April 2024

The NIST AI RMF is a voluntary risk management framework mandated under the National Artificial intelligence Initiative Act of 2020. It is designed to help organizations manage the risks of AI, promote trustworthy and responsible development and use of AI systems while being rights-preserving and non-sector specific. The framework is operationalised through a combination of five tools or elements, which include the NIST Core, AI RMF Playbook, Roadmap, Crosswalks, and Use-Case Profiles. The NIST Core provides the foundation for trustworthy AI systems, with four key functions, Govern, Map, Measure, and Manage, to guide organizations in development and deployment across various domains. The AI RMF Playbook offers actionable guidance for implementing the AI RMF's functions through detailed sub-actions. The AI RMF Roadmap outlines NIST's strategy for advancing the AI RMF, focusing on collaboration and key activities to maintain its relevance. The AI RMF Crosswalks are a mapping guide that supports users on how adopting one risk framework can be used to meet the criteria of the other. Finally, the AI RMF Use-case profiles provide tailored implementations of the AI RMF's functions and actions, catering to various sectors and use-cases.

The American National Security Agency’s Artificial Intelligence Security Center (NSA AISC) collaborated with international agencies to release a joint guidance on Deploying AI Systems Securely. The guidance advises organizations to implement robust security measures to prevent misuse and data theft, and provides best practices for deploying and using externally developed AI systems. The guidance recommends three overarching best practices: secure the deployment environment, continuously protect the AI system, and secure AI operation and maintenance. The joint guidelines are voluntary but are encouraged to be adapted by all institutions that deploy or use externally developed AI systems. Compliance is vital to uphold trust and innovate with AI safely.

The increase of AI technology in the election process has raised concerns about the potential use of misinformation and deepfakes to manipulate public opinion. Governments and tech companies have taken measures to prevent the spread of AI-generated content, including passing laws requiring disclaimers for AI-generated political advertisements and implementing guidelines for tech platforms to mitigate risks related to elections. However, the efficacy of these measures remains uncertain. Tech giants have also joined forces to combat AI-generated election disinformation, but their agreement lacks binding requirements. Clear disclosures and watermarking are potential safeguards in the ongoing struggle against AI-driven misinformation.

The American Privacy Rights Act (APRA) proposal, released by two bipartisan committee chairs, could lead to the first national data privacy framework in the US. It aims to solve the challenge caused by an absence of a national standard, and includes several consumer privacy provisions, restricts data collection and use, and creates a national registry of data brokers. The APRA does not specifically address AI, but its broad domain means it inadvertently covers AI systems that process personal data. Industry leaders have responded positively, but lawmakers are disappointed in the lack of protections for minors and may introduce complementary legislation. The bill has not yet been formally introduced, and Holistic AI can help maximise compliance with the new regulations.
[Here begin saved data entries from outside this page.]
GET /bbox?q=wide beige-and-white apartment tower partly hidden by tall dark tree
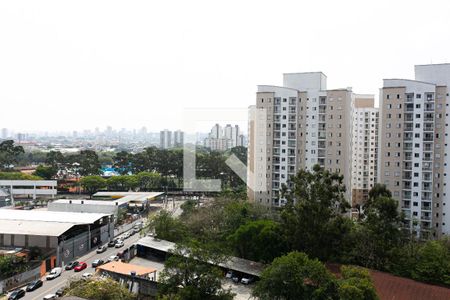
[247,72,354,206]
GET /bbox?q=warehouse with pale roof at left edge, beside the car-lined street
[0,209,114,265]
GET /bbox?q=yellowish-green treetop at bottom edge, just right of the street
[64,279,136,300]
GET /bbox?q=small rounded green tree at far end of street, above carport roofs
[145,210,186,242]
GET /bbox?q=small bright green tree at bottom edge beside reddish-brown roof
[338,266,379,300]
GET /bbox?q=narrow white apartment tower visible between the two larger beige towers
[351,95,379,206]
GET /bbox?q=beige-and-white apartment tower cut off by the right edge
[379,64,450,238]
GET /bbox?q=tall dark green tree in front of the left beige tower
[281,165,351,259]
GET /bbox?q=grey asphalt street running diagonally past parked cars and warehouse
[17,227,140,300]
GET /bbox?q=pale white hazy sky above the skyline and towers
[0,0,450,131]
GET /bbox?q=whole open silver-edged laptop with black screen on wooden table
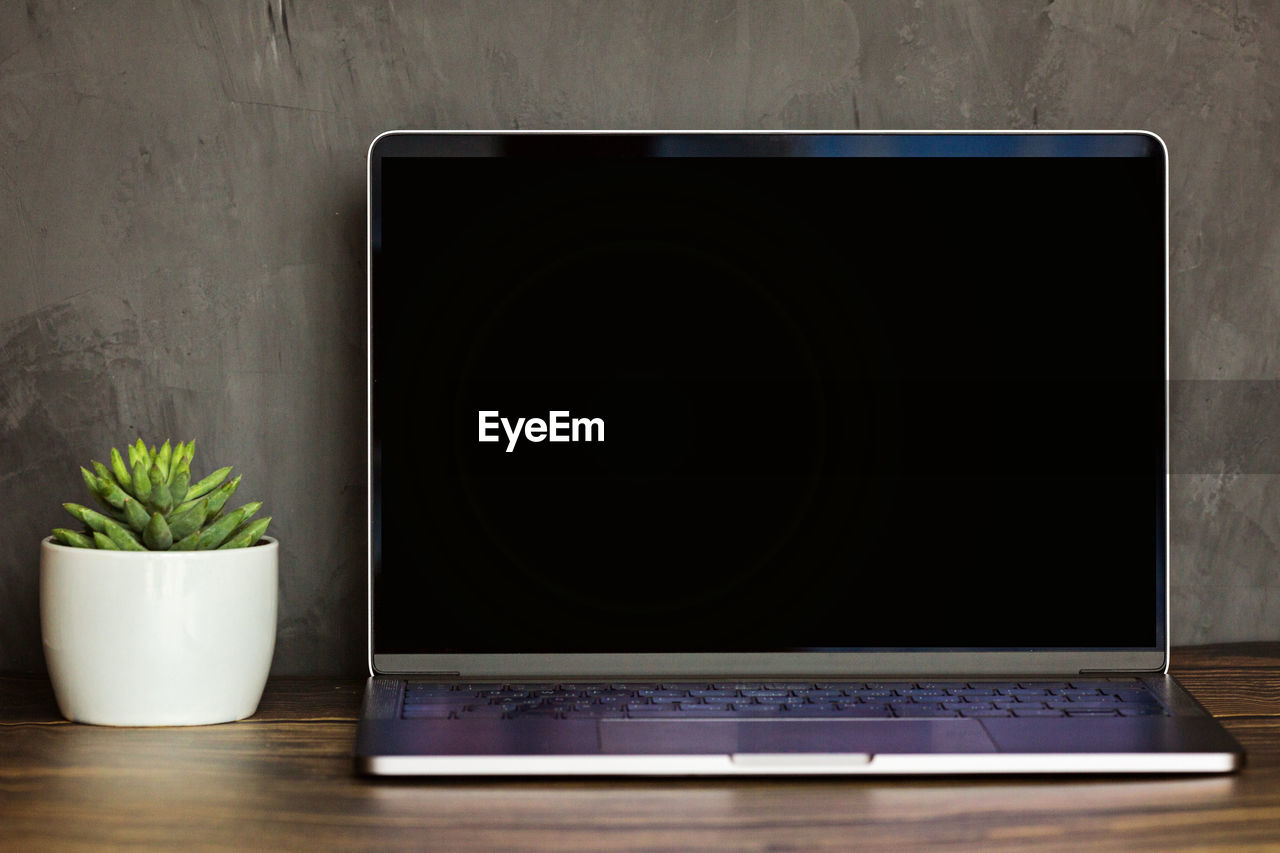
[356,132,1244,776]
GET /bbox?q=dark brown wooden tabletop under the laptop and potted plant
[0,643,1280,852]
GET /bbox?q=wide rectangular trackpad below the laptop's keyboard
[600,720,996,754]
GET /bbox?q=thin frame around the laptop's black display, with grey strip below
[366,131,1170,678]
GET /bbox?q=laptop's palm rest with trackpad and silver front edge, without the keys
[356,676,1244,776]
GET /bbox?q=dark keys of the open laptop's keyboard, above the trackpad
[402,679,1169,720]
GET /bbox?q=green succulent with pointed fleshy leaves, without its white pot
[54,438,271,551]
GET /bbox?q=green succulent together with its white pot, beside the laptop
[40,439,279,726]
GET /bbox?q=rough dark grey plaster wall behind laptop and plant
[0,0,1280,672]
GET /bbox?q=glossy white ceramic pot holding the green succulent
[40,537,279,726]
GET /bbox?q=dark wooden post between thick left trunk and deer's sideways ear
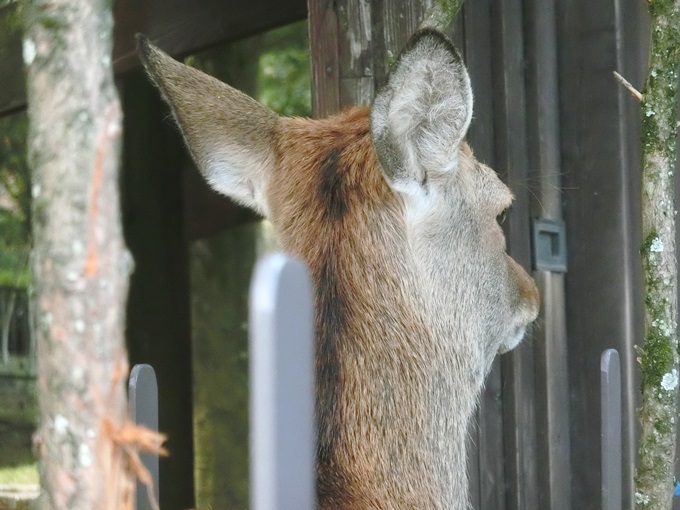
[121,73,194,510]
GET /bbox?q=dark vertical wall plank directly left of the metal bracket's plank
[491,0,539,510]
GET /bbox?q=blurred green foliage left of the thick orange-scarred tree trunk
[0,113,31,287]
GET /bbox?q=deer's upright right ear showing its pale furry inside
[371,30,472,193]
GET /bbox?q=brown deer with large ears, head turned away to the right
[138,29,539,510]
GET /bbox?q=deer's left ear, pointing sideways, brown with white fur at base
[137,35,278,214]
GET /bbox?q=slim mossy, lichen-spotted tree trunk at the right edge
[635,0,680,509]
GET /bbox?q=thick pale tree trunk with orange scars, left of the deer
[24,0,133,510]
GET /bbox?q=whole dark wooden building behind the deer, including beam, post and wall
[0,0,664,510]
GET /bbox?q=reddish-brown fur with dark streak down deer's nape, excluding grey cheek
[267,108,436,508]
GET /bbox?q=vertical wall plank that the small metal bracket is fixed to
[524,0,572,510]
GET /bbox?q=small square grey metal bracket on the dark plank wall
[531,218,567,273]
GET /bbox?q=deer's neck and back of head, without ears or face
[270,109,481,509]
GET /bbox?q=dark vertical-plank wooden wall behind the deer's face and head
[308,0,646,510]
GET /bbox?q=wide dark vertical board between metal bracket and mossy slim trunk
[555,0,648,508]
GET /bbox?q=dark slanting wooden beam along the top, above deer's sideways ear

Several US federal agencies, including the EEOC, Consumer Financial Protection Bureau, and the Federal Trade Commission, have issued a joint statement emphasizing their commitment to enforcing legal protections against discrimination and bias in automated systems and AI. The agencies also stress the applicability of existing laws to automated systems and encourage responsible innovation. The statement details how each agency has already enforced legal protections in relation to AI and automated systems, highlighting the importance of compliance with both existing laws and AI-specific laws. The statement warns of potential sources of unlawful discrimination from the use of automated systems, including training data, lack of transparency, and flawed assumptions about users and societal impact.